A comprehensive library of histone mutants identifies nucleosomal residues required for H3K4 methylation

Shima Nakanishi, Brian W. Sanderson, Kym M. Delventhal, William D. Bradford, Karen Staehling-Hampton, Ali Shilatifard*

*Corresponding author for this work

Research output: Contribution to journalArticlepeer-review

155 Scopus citations

Abstract

Methylation of histone 3 lysine 4 (H3K4) by yeast Set1-COMPASS requires prior monoubiquitination of histone H2B. To define whether other residues within the histones are also required for H3K4 methylation, we systematically generated a complete library of the alanine substitutions of all of the residues of the four core histones in Saccharomyces cerevisiae. From this study we discovered that 18 residues within the four histones are essential for viability on complete growth media.
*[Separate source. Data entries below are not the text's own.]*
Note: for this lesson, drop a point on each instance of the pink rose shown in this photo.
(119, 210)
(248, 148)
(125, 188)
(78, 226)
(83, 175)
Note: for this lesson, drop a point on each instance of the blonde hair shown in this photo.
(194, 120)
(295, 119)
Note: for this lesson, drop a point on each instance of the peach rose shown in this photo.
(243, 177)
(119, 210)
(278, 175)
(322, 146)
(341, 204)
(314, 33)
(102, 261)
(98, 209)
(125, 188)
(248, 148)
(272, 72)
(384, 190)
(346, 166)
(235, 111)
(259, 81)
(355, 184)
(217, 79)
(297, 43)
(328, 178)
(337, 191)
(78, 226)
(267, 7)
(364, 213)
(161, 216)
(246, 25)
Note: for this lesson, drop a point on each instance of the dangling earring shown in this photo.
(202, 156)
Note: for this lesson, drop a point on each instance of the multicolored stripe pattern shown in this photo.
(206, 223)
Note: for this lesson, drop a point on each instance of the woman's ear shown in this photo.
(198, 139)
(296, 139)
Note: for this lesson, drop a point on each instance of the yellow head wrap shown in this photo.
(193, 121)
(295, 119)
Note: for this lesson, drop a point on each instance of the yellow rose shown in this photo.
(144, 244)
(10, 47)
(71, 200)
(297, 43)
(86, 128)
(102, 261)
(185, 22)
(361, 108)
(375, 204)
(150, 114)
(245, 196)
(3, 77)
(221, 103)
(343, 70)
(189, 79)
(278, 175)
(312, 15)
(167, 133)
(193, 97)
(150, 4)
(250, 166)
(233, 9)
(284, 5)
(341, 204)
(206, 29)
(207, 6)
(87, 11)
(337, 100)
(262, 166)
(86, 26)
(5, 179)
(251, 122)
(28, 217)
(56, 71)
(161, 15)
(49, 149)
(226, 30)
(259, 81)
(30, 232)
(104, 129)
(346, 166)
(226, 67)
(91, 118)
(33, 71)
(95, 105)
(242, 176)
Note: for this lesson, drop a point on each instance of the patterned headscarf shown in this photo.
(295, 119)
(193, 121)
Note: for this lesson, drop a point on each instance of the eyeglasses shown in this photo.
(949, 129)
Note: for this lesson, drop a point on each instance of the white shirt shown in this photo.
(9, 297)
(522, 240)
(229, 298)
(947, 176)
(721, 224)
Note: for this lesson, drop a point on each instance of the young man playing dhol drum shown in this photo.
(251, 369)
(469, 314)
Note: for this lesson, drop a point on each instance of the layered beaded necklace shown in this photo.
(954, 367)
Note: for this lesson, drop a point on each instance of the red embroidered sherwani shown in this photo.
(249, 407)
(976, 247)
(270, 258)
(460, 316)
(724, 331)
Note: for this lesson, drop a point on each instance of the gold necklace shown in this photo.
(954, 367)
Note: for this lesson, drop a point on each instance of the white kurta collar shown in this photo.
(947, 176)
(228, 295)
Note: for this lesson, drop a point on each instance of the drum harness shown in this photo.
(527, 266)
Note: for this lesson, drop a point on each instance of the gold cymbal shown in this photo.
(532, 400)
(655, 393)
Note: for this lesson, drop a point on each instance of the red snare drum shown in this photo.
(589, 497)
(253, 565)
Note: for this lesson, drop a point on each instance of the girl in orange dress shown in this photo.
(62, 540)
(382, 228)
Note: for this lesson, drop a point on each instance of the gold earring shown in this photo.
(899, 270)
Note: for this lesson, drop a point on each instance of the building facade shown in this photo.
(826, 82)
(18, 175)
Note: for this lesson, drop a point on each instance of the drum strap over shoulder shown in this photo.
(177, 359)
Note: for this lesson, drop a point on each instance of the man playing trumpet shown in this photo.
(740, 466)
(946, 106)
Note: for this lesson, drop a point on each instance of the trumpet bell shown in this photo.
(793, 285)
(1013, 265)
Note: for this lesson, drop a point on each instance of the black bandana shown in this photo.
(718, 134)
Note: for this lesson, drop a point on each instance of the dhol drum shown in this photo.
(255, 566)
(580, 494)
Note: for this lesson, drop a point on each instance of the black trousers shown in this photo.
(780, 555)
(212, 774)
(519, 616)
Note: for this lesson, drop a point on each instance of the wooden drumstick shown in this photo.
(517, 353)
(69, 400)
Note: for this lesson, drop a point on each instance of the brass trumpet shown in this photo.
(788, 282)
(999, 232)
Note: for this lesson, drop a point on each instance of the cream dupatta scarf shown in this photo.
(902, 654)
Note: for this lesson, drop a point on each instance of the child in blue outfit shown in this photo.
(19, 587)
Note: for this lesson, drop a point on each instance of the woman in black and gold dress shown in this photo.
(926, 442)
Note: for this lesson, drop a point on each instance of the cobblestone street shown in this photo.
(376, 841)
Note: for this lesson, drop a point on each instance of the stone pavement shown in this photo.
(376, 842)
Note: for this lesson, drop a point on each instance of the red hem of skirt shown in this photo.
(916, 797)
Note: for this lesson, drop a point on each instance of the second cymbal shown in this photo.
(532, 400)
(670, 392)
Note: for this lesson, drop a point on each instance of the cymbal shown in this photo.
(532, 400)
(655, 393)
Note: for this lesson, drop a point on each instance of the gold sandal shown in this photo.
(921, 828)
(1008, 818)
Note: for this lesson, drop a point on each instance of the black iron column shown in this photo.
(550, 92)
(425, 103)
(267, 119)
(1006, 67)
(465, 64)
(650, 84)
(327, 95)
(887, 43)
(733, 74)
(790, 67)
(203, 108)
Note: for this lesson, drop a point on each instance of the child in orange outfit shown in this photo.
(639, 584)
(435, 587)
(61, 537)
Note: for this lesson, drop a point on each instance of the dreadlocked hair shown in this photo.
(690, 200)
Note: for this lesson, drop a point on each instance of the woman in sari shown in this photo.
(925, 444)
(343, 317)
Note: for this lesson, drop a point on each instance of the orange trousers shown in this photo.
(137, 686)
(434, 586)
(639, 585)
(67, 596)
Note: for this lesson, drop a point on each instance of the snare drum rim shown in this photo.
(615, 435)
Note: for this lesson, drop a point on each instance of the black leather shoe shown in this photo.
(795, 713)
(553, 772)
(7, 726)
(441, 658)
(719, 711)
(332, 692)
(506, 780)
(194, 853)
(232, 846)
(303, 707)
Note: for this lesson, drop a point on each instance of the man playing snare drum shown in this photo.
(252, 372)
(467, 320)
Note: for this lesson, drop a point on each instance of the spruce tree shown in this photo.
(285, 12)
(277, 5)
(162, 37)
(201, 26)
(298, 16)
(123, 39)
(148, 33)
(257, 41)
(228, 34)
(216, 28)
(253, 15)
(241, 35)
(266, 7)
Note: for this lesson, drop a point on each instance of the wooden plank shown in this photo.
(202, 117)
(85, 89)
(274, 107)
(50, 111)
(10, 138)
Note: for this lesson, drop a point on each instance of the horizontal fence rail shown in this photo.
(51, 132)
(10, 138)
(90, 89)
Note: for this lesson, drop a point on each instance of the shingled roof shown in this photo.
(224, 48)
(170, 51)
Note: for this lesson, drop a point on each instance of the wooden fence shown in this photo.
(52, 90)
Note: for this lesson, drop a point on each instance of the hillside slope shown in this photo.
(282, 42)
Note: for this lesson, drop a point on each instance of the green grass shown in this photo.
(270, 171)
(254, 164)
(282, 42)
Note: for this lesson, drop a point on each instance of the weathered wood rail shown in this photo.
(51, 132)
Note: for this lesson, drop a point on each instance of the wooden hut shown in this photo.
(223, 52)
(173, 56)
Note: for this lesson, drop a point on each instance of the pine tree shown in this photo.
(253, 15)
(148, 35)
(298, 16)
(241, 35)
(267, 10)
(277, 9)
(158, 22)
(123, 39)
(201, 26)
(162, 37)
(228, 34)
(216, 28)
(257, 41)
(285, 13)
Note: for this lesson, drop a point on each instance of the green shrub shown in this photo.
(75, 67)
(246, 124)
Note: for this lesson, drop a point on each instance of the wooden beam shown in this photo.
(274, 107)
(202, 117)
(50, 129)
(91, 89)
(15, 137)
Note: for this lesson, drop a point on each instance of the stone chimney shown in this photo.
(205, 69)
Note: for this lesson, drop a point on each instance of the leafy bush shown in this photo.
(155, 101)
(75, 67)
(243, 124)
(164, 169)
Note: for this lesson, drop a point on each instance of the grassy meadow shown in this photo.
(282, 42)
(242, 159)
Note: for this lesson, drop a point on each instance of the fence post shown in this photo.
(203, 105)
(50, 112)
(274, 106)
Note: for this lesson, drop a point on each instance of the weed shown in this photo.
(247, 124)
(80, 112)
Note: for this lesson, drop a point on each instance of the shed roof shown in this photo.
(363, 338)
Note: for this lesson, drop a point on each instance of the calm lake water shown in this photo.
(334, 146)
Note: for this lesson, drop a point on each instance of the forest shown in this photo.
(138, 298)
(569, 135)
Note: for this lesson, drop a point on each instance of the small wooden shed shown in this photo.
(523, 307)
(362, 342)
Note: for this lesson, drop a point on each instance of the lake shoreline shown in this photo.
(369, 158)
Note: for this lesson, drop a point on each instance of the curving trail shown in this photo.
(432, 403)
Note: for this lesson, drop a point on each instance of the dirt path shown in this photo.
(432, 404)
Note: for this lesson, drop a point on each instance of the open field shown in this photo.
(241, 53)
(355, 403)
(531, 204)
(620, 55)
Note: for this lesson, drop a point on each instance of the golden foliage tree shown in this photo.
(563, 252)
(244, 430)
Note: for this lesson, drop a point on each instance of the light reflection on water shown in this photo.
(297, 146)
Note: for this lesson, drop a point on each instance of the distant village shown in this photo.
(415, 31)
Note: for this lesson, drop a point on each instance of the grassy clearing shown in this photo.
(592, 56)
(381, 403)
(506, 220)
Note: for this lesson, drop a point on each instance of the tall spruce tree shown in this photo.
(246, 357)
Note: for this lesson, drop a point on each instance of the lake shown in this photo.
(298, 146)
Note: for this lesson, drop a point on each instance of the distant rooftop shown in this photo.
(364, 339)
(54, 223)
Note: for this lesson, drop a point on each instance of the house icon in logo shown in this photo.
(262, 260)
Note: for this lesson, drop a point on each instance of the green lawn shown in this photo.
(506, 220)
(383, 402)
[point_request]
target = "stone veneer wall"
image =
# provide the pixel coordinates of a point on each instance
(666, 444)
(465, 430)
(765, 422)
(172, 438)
We also identified several cis-regulatory residues on the histone H3 N-terminal tail, including histone H3 lysine 14 (H3K14), which are required for normal levels of H3K4 trimethylation. Several previously uncharacterized trans-regulatory residues on histones H2A and H2B form a patch on nucleosomes and are required for methylation mediated by COMPASS. This library will be a valuable tool for defining the role of histone residues in processes requiring chromatin.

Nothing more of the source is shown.